Standing Committee Vice Chairman of the Supreme People's Assembly
- In office 22 December 1953 – 20 September 1957

Personal details
- Born: 1883 Joseon
- Died: 1960 (aged 76–77) Pyongyang, North Korea
- Citizenship: North Korea
- Party: Korean Social Democratic Party

Korean name
- Hangul: 홍기황
- RR: Hong Gihwang
- MR: Hong Kihwang

= Hong Ki-hwang =

North Korean politician (1883–1960)

Hong Ki-hwang (1883–1960) was a North Korean independence activist and politician who served as a member of the Supreme People's Assembly, North Korea's unicameral parliament.

==Biography==
He served as vice chairman of the Korean Social Democratic Party since late 1945. He was vice-chairman of the South Pyongan Provincial People's Committee. In March 1946 he participated in a meeting commemorating the 27th Anniversary of the March First Movement held at the plaza in front of Pyongyang Station and made a speech there. In February 1946 he joined the Provisional People's Committee of North Korea. In February 1947 he participated in the People's Assembly of North Korea. From 29 February 1952 to 16 January 1953 he was the acting director of the National Censorship Committee.
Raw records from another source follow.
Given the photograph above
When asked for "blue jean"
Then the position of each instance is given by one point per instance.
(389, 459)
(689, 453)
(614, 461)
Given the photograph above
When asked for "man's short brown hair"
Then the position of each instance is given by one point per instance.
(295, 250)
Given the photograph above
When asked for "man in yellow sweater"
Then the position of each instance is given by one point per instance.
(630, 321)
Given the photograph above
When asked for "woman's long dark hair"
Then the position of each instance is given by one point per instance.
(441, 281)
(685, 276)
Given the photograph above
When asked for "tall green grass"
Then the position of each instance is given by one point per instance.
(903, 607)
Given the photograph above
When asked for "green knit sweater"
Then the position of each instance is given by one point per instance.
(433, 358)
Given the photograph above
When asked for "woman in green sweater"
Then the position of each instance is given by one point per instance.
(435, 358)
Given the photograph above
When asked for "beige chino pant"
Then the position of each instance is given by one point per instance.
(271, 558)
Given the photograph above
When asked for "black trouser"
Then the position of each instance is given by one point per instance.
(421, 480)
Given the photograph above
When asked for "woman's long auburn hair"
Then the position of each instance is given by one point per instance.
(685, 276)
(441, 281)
In February 1956, Choe Yong-gon was appointed as a vice chairman of the WPK, leaving Hong Ki-hwang, deputy chairman of the KDP since late 1945, to replace him as chairman of the KDP until November 1958 when he was replaced by Kang Ryang-uk. In the 1957 North Korean parliamentary election he was elected a member of the 2nd Supreme People's Assembly. He was purged together with his brother in 1960.